Animal silvestre foi encontrado pendurado entre os fios na manhã desta quarta-feira (9); presença de espécies como ouriços, gambás e saguis em áreas urbanas chama atenção para os riscos enfrentados pela fauna
Quem passou pelo centro de Vinhedo na manhã desta quarta-feira (9) se deparou com uma cena triste: um ouriço-cacheiro morto, pendurado no emaranhado da fiação após sofrer uma descarga elétrica.
Comerciantes da região acionaram a Defesa Civil para a retirada do animal.
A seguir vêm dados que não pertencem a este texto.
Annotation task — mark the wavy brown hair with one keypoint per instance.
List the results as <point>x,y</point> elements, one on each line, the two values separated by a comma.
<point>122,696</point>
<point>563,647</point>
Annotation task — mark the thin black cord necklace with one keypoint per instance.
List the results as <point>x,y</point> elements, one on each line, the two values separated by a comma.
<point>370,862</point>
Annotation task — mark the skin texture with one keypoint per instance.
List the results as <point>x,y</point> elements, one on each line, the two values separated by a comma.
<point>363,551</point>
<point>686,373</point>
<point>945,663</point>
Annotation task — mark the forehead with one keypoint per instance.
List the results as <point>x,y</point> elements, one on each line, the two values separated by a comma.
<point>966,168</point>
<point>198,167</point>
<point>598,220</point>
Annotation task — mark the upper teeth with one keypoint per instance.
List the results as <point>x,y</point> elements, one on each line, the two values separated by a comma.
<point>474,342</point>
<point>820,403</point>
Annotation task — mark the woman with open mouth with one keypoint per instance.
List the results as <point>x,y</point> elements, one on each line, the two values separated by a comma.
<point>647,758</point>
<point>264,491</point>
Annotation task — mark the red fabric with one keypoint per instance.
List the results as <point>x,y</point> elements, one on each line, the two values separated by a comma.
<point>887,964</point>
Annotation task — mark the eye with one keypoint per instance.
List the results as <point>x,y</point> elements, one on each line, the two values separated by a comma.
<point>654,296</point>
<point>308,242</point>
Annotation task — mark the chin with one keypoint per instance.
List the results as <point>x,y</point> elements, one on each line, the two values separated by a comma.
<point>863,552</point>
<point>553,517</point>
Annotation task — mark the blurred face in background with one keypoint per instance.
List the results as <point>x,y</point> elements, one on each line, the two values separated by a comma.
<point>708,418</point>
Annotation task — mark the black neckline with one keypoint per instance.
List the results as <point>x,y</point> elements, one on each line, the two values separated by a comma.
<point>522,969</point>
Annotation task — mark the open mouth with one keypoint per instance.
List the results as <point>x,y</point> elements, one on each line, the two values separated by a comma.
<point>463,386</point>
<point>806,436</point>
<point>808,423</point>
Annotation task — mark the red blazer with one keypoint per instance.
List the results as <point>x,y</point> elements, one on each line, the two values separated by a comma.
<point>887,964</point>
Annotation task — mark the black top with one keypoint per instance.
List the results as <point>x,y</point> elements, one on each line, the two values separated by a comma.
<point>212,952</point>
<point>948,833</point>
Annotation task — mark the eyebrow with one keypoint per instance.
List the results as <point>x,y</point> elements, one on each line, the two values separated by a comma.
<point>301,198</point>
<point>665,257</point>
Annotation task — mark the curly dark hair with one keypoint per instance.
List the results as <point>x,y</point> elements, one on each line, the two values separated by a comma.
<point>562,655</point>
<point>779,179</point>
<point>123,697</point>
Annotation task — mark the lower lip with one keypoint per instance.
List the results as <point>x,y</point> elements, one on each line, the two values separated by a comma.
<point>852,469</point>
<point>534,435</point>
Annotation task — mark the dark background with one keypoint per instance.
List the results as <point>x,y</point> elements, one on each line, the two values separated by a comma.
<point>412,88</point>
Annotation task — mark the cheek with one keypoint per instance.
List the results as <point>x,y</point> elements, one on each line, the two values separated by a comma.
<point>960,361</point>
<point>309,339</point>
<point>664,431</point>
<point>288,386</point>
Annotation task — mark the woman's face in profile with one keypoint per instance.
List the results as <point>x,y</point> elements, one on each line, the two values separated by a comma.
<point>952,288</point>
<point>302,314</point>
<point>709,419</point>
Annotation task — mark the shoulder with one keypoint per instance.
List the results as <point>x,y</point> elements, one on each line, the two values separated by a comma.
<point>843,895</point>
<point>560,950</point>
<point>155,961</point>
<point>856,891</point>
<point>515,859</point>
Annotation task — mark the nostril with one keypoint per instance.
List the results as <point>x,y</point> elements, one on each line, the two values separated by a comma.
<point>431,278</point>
Até o momento da publicação desta matéria, no entanto, ele ainda permanecia preso aos fios.
A ocorrência chama atenção para uma realidade cada vez mais perceptível nas cidades da região: animais silvestres dividindo espaço com ruas, casas, veículos, redes elétricas e outros elementos de um ambiente urbano que representa inúmeros riscos à fauna.


QUEM É O OURIÇO-CACHEIRO?
Espinhos cobrindo boa parte do corpo, focinho característico e hábitos predominantemente noturnos estão entre as características do ouriço-cacheiro, mamífero roedor também conhecido popularmente como porco-espinho.
Apesar da aparência que pode assustar quem encontra o animal, os ouriços não “atiram” seus espinhos. Eles utilizam essa estrutura principalmente como mecanismo de defesa e, quando não são ameaçados ou manipulados, normalmente procuram se afastar.
Entre agosto e setembro, encontros com animais silvestres podem se tornar mais perceptíveis nas áreas urbanizadas da região, especialmente durante períodos de estiagem.
A redução da disponibilidade de água e alimentos, alterações no habitat e a ocorrência de queimadas estão entre os fatores que podem fazer com que diferentes espécies se desloquem e acabem chegando mais perto das cidades.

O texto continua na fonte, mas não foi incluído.